You may marvel at the roundabout procedure whereby a researcher tests a null hypothesis that is believed to be untrue in the hope of rejecting it and thereby accepting the alternative hypothesis that is believed to be true. On reflection, you may recall a similar procedure taught in plane geometry and algebra the method of indirect proof. This method consists of listing all possible answers or solutions to a problem and showing that all but one is contrary to known fact or lead to an absurdity. By a process of elimination, the one that is not contrary to known fact or absurd must be true. The success of the method of indirect proof depends on listing all possibilities and finding a contradiction for all but one. The comparable procedure in testing a null hypothesis consists of formulating the null and alternative hypotheses so that they exhaust all the possibilities concerning a population parameter.
A sample is obtained from the population, and appropriate statistics, such as the sample mean and standard deviation, are computed. If it is highly improbable that the obtained value of the sample mean would have occurred if the null hypothesis were true, then the null hypothesis must be considered a poor prediction of the population mean and should be rejected in favor of the alternative hypothesis.
There is one important difference between the method of indirect proof and null hypothesis testing. In indirect proof, a possibility is rejected only if it is found to lead to a contradiction to known fact or is absurd. In hypothesis testing, the null hypothesis is rejected if they obtained value of a sample mean is very unlikely if the null hypothesis is indeed true. It follows that null hypothesis testing, unlike the method of indirect proof, does not provide incontrovertible proof because the null hypothesis is rejected because of the occurrence of an event that is improbable but not impossible.
If the null hypothesis is not rejected, what conclusion can the researcher draw? Is the null hypothesis true?
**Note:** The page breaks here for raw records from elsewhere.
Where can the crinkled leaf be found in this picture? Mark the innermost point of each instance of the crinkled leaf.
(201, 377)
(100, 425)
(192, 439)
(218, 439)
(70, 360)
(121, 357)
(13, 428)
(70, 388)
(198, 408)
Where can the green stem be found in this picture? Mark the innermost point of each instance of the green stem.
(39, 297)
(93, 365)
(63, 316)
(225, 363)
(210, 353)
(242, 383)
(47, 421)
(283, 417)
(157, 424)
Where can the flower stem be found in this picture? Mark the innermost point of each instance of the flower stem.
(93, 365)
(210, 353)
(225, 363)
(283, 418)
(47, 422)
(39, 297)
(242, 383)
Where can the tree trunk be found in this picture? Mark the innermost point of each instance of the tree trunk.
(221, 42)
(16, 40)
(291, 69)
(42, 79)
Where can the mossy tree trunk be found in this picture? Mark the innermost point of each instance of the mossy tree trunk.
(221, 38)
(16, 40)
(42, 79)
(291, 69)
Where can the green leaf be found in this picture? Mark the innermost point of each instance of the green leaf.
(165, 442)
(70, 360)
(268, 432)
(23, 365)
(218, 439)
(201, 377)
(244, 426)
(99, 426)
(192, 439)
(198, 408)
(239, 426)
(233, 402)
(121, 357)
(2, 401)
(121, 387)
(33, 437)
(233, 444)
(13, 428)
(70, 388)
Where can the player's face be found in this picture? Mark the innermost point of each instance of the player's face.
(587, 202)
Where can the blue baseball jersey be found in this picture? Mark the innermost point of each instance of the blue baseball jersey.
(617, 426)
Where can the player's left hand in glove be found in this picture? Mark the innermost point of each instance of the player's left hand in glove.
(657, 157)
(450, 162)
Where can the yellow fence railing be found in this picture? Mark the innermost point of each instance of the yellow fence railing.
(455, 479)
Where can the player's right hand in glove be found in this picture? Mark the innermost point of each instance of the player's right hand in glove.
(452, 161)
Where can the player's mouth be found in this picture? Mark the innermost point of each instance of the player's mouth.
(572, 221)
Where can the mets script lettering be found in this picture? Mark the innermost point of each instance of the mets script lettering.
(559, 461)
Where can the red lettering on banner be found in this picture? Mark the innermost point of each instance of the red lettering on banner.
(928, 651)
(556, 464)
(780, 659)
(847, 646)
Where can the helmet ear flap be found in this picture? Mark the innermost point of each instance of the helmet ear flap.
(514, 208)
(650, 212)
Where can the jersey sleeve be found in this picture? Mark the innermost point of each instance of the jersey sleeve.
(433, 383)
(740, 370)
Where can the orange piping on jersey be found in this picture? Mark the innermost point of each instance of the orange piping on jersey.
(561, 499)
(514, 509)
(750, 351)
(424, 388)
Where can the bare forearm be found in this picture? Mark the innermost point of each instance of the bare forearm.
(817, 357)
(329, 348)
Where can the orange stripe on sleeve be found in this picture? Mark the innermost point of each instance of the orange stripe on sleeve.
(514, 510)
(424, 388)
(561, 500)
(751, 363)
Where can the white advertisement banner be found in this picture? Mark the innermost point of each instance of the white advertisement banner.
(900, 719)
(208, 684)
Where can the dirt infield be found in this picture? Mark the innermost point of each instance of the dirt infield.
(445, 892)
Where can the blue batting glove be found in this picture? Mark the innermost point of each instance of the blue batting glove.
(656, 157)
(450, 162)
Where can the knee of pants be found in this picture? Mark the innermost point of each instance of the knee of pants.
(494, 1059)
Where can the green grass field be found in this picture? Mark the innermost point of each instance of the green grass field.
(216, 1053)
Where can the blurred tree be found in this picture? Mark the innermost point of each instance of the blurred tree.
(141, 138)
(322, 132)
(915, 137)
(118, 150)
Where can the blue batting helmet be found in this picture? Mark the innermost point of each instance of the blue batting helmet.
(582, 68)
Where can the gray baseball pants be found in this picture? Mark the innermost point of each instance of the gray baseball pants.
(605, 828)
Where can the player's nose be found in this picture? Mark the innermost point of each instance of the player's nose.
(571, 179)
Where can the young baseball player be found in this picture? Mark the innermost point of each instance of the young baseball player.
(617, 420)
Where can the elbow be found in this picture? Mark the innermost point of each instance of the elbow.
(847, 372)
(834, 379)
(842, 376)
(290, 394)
Not necessarily; there are always alternative reasons for why the null hypothesis is not rejected.
The null hypothesis is true and should not be rejected.
The null hypothesis is false and should be rejected, but the particular sample that was used to estimate m and s is not representative of the population.
The null hypothesis is false and should be rejected, but the experimental methodology is not sufficiently sensitive to detect the true situation.
An experimental methodology can lack sensitivity for a variety of reasons: the size of the sample is too small; the procedure used to measure the dependent variable is subject to large random or systematic errors, and so on.